Ted Williams and Joe Cronin have their numbers retired

ON THIS DATE (May, 28, 1984) ... Their numbers are in the Red Sox/Brooks Brothers classic style: the red 9 of Ted Williams and 4 of Joe Cronin, lined in blue in white circles, sitting on the facade above Section 1 right below the Jimmy Fund Sign.

Ted stood up at the ceremony and played it as if he were accepting the Republican nomination or receiving the National Merit of Honor; or as if it were 1946 or 1967 or 1978 again. “You people who came out here tonight after all the rain really showed me something,” he boomed enthusiastically as he finished his speech. “As far as I’m concerned, baseball’s the greatest, Boston has the greatest fans and I salute you,” and, with that, got into the cart and was chauffeured around Fenway.

 “A real hitter’s manager,” Ted wrote of Cronin in “My Turn at Bat.” He recalled, fondly, how Cronin had helped him grow up, how Cronin told him, “Hey, kid, how about practicing more of this and a little less of that?” while waving an imaginary bat, and how he “jerked me out of a game for loafing . . . He was a big, good-looking Irishman who could swoon you. He could suave writers to death.”

Ted called Cronin “the biggest part of the night,” and as the former superstar shortstop, manager, general manager and American League president beamed down from a box above the third base stands, Williams remembered him. “One of the great breaks I had in this game was that I got to play for a manager like Joe,” Ted told the audience. Later, he told reporters that “Joe would always have some little blip before a game to get you thinking about the pitcher and the situation.”

“Joe was both the manager and the shortstop when I broke in,” Bobby Doerr recalled. “He’d slowed down a little, but he really helped me. He was smart, extremely smart, and, you know, I never saw him make a bad throw. But the thing I remember about Joe was that he was as good a hitter as I ever saw with a runner on second and two out. He might have been the greatest clutch hitter who ever lived.”

Charlie Wagner seconded that memory, then added his memory of Cronin the manager. “Never,” said Wagner, “did the man ever second-guess anyone.”

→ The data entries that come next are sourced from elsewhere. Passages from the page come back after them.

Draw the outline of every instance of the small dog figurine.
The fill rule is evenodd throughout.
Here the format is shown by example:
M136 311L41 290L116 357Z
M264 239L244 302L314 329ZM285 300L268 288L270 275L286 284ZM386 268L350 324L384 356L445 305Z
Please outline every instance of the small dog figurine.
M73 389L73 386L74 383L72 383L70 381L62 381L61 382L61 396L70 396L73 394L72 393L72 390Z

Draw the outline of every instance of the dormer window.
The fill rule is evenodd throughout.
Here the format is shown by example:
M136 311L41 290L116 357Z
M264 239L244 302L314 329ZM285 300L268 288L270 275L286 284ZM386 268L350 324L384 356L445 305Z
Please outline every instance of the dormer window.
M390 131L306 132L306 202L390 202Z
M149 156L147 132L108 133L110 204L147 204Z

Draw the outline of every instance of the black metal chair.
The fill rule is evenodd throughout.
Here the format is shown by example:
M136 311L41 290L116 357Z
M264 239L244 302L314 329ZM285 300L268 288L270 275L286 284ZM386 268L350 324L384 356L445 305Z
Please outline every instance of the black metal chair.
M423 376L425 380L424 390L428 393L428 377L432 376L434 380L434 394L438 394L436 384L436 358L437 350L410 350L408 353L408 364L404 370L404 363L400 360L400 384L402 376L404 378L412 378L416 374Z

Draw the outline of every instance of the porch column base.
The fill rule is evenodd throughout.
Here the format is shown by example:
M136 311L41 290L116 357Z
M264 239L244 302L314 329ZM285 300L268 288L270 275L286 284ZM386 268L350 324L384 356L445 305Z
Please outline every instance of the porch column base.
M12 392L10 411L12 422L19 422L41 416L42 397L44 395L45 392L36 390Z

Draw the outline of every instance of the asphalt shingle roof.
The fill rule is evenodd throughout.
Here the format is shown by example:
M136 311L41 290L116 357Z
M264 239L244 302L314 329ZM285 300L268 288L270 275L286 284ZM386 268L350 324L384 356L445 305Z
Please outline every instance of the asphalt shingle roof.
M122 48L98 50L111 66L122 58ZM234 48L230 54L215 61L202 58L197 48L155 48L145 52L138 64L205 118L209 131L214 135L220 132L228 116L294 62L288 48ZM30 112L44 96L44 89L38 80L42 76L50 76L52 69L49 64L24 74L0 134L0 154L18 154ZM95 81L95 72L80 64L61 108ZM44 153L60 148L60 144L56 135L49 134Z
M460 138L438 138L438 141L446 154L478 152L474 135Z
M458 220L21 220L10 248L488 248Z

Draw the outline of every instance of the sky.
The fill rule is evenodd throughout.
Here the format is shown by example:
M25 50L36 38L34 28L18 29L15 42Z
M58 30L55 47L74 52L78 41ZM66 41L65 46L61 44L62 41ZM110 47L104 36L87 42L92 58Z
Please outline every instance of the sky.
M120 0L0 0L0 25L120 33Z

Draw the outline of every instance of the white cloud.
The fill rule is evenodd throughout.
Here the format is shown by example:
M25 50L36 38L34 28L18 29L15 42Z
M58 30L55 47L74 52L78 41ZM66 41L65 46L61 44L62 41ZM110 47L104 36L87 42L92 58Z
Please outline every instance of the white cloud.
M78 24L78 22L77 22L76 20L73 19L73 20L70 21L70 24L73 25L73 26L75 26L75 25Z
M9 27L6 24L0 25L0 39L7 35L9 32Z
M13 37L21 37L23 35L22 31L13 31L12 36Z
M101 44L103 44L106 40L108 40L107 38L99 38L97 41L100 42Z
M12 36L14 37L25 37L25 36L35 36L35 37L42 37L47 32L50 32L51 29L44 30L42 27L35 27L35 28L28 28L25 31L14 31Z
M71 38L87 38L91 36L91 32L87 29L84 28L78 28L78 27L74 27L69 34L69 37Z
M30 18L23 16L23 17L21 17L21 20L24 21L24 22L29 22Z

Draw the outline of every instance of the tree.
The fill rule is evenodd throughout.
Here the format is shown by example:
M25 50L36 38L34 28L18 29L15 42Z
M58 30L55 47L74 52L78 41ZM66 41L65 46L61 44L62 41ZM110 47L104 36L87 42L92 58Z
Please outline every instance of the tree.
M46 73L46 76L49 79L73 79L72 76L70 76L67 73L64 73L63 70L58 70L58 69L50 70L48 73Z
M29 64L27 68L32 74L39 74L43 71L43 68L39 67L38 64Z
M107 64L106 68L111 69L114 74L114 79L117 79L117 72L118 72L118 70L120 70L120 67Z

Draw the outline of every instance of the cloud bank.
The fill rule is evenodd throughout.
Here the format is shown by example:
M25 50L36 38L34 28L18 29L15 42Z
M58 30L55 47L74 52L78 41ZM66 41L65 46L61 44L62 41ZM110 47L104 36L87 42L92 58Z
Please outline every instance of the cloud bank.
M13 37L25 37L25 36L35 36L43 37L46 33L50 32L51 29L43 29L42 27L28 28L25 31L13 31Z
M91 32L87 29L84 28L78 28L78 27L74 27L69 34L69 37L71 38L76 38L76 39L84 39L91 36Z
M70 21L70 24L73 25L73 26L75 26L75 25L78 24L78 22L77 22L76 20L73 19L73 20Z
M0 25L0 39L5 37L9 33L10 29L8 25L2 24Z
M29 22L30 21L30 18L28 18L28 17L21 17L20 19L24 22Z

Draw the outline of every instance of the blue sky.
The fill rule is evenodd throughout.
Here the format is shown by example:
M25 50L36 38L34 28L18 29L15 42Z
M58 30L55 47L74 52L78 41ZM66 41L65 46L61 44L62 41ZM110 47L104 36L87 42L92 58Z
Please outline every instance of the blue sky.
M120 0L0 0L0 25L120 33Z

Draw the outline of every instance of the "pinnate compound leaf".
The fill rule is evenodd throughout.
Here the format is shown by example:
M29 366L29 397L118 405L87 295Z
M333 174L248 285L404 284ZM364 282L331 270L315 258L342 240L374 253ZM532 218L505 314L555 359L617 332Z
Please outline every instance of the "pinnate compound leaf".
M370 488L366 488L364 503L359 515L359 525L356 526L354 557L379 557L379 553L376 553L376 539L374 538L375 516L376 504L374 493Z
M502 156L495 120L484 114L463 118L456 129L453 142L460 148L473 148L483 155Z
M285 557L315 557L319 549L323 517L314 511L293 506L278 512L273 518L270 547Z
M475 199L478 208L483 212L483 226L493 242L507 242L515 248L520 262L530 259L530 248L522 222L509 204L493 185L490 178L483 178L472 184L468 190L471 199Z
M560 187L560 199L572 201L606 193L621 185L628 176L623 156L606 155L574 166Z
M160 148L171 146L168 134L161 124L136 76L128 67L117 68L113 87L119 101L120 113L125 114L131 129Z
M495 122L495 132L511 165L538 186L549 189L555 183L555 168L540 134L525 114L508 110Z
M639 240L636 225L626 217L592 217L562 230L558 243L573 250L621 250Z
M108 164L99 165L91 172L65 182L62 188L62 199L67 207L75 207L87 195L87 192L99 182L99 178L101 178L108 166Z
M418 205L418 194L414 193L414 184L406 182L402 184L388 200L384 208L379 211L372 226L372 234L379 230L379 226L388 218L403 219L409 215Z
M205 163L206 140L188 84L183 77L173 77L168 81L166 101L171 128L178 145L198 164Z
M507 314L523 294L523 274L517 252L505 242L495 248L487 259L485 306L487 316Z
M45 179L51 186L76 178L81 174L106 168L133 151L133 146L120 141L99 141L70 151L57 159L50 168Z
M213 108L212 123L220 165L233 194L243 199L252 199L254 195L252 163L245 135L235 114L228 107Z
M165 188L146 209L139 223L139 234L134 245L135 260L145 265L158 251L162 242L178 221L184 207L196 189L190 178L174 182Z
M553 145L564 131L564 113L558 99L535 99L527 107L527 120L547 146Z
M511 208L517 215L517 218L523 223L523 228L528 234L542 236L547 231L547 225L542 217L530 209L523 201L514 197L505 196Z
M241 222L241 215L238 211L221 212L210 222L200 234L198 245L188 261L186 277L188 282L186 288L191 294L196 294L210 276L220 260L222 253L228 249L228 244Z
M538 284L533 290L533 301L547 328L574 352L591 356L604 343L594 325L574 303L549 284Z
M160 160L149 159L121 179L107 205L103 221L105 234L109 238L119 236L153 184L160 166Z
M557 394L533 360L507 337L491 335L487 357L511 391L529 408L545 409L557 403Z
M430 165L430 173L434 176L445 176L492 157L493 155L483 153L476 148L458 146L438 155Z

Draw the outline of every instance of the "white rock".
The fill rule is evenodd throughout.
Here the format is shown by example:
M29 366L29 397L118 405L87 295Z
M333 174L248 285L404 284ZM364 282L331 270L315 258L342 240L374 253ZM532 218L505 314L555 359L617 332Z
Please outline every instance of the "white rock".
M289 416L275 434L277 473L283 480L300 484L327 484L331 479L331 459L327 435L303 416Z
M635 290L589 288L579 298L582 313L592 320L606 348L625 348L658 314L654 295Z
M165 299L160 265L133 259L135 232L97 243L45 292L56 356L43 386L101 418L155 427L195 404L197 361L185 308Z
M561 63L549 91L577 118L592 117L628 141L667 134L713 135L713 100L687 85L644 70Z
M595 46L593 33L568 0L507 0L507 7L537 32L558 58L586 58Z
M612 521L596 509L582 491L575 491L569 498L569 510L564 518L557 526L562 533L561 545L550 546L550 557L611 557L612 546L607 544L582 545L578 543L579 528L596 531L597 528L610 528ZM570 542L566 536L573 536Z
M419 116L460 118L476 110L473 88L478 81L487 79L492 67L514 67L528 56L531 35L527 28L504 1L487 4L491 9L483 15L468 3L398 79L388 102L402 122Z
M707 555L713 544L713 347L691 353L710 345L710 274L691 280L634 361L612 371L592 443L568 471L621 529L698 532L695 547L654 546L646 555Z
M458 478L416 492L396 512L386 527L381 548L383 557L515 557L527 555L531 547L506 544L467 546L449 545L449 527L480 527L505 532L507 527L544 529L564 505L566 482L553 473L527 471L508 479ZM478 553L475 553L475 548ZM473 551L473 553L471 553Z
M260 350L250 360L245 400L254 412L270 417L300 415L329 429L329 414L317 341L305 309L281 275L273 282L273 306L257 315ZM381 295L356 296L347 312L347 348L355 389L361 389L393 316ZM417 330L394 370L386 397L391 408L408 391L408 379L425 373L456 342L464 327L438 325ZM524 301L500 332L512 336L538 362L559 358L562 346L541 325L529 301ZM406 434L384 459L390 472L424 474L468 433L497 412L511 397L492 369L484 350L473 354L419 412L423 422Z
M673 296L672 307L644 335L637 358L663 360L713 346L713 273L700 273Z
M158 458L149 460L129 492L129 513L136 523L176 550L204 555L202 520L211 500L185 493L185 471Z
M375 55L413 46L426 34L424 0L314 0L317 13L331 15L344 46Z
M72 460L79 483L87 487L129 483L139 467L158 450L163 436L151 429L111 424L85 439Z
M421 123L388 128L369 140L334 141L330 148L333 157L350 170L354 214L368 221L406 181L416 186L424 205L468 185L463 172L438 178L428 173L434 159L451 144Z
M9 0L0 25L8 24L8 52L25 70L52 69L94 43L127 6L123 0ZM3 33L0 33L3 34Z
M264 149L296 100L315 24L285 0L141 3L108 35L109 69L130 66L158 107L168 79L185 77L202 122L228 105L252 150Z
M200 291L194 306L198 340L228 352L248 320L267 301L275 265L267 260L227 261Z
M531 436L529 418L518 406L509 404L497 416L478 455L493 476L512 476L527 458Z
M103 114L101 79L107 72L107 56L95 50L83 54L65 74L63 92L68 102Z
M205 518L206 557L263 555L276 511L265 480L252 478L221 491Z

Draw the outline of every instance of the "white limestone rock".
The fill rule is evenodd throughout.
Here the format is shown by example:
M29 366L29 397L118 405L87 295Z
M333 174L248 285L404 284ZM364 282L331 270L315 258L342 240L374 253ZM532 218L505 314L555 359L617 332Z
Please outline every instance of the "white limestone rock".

After Doerr presented the Thomas A. Yawkey Award to Cronin, Ted recalled that when he was a skinny benchwarmer in San Diego and was discovered by Eddie Collins, it was Doerr that Collins was out to see. Then, what it meant to be in Boston from 1939 to 1960, until the final home run off Jack Fisher. “They can’t ever say that I didn’t give 100 percent,” said Williams.

Cronin came into the press room to offer his respect for Ted and tell of how “he could do anything he wanted - take apart a camera, be the best bone fisherman in Florida . . . I’m the one who’s lucky to have been associated with Ted Williams.”